The presentation with a simple diagram that combines this data with an sbom to yield "information" gives me navel gazing vibes of UML being the future of coding.

Just as architecture didn't equate to well designed and maintainable software, I fear this initiative won't fix horribly outdated and vulnerable deployments. Software life cycle, deprecation, abandonment, supply chains are mostly a process problem, standards and technology won't fix that.

Arnavion•5mo ago
It doesn't force someone who already wasn't checking their dependencies for CVEs / maintained-ness to start doing that. It does make someone who *was* doing that be able to show they're doing that in some standard way.

In other words it doesn't force you to add an SBOM + EOX checker step to your CI pipeline. But if your compliance auditor wants you to check your dependencies, adding such a standardized step makes it easier to satisfy the auditor.

repelsteeltje•5mo ago
I'm basing this mostly off first hand and anecdotal evidence - but through the years I've found that the major contribution of audits lies in having to think about the checkboxes every now and then. And what they mean in the context of my organization or project.

Rarely have I found that compliance to the goals was an issue in themselves. Or that making changes to tick a checkbox correlated to material improvements.

That is to say that if this leads to more efficiency and makes it easier for compliance audits and such, I fear is stream lining the least impactful part of its goals.

hiatus•5mo ago
> Rarely have I found that compliance to the goals was an issue in themselves. Or that making changes to tick a checkbox correlated to material improvements.

I am confused when I hear people say stuff like this. I guess if you turn on a tool and never look at it again, it won't result in material improvements. But complying with regulations or a particular compliance regime should _absolutely_ result in at least _some_ material improvement to your security posture. Like you can implement segregation of duties just as a checkbox, or use the requirement to revisit the way you gate changes to production, as just one example.

repelsteeltje•5mo ago
It depends on where you're coming from. Your code base, that is.

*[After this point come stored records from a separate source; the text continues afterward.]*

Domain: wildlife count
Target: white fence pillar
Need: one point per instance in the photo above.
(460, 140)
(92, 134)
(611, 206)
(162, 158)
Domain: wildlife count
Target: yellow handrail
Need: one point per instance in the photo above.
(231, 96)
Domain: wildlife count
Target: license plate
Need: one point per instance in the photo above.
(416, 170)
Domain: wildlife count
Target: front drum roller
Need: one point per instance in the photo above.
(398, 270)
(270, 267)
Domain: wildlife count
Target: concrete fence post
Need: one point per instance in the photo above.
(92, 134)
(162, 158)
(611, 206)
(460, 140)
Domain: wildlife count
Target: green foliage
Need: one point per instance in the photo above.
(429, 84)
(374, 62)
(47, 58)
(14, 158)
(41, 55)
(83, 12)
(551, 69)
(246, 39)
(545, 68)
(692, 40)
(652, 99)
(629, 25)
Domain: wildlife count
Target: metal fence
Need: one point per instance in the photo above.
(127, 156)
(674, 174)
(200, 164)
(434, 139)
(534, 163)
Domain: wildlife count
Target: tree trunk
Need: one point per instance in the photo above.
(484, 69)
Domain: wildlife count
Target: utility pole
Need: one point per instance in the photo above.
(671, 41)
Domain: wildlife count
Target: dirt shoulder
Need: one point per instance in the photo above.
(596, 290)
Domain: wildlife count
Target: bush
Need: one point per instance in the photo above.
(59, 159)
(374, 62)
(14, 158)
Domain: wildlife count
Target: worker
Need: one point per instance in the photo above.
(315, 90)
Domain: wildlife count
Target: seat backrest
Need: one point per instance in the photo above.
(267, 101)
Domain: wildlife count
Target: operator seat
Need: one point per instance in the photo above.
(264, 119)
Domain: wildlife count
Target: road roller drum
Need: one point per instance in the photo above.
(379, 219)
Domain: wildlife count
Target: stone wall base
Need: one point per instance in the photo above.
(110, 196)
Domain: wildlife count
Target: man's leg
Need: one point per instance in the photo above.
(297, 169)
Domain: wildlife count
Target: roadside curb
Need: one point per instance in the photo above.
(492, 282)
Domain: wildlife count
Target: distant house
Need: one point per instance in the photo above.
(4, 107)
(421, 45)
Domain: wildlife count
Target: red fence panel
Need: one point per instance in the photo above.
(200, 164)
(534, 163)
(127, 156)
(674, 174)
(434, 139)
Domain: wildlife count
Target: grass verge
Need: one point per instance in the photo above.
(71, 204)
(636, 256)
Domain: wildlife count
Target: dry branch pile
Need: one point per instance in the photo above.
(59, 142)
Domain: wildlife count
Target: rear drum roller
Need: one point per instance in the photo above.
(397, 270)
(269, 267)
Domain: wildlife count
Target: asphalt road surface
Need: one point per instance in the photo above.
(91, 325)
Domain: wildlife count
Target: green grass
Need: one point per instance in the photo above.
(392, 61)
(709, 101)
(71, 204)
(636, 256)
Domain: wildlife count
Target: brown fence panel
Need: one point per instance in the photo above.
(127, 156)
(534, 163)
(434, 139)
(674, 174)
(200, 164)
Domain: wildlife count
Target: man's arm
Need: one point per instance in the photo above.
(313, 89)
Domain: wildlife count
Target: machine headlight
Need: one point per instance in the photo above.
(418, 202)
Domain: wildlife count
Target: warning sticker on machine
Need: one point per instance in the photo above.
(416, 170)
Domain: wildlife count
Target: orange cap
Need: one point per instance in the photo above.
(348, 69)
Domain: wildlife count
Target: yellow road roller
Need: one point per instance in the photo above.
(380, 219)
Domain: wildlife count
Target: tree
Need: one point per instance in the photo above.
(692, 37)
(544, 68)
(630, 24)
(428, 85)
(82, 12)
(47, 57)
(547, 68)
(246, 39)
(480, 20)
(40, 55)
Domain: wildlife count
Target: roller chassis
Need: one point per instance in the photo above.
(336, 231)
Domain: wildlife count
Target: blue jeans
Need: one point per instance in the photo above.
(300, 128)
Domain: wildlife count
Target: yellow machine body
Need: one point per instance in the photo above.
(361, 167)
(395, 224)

If it's already outstanding, you spend a lot of time revalidating what you already know and it's often a noisy process with many false positives.

If it's in a horrible state, however, the regulation often leaves a lot of wiggle room where you do some work to achieve, say, PCI compliance and then spend a lot of time arguing why this and that don't apply in your specific case.

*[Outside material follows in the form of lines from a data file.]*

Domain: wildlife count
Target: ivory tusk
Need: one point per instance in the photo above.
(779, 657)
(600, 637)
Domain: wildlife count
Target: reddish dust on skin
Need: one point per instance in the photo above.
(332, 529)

So admitted, the is probably some improvement in the latter case but it's hardly proportional.

So IMHO, it doesn't help those of good will & expertise and does too little for the negligent. It adds noise and in the end quality still depends on factors other than compliance and certification.

T3OU-736•5mo ago
Htm. So, how does this compare, and/or is different from https://endoflife.date?
Arnavion•5mo ago
The standard is for software to report its own EOL / EOS status. The website you linked is the opposite direction - it's aggregating that status for a certain set of software.
T3OU-736•5mo ago
Aha. Very good point. SW self-reporting requires buy-in, though, which seems like a pretty high barrier.

I am very much hoping the effort succeeds, but I am also mindful of the fact that the site to which I have linked is more successful by virtue of having better coverage.

captn3m0•5mo ago
We (endoflife.date) are also excited about OpenEoX.
mud_dauber•5mo ago
JEDEC has long maintained an EOL/EOS standard for semiconductors. This was a big part of a previous PM gig. Sounds boring, and it was. But having a process kept us out of serious hot water.
Hackbraten•5mo ago
That EoX logo though.

Every organization or committee that designs a logo should be legally required to have at least one teenager on the board to prevent accidental goatse or other inadvertent blunders.

genter•5mo ago
Goatse has been around long enough that the teenagers are now in their thirties.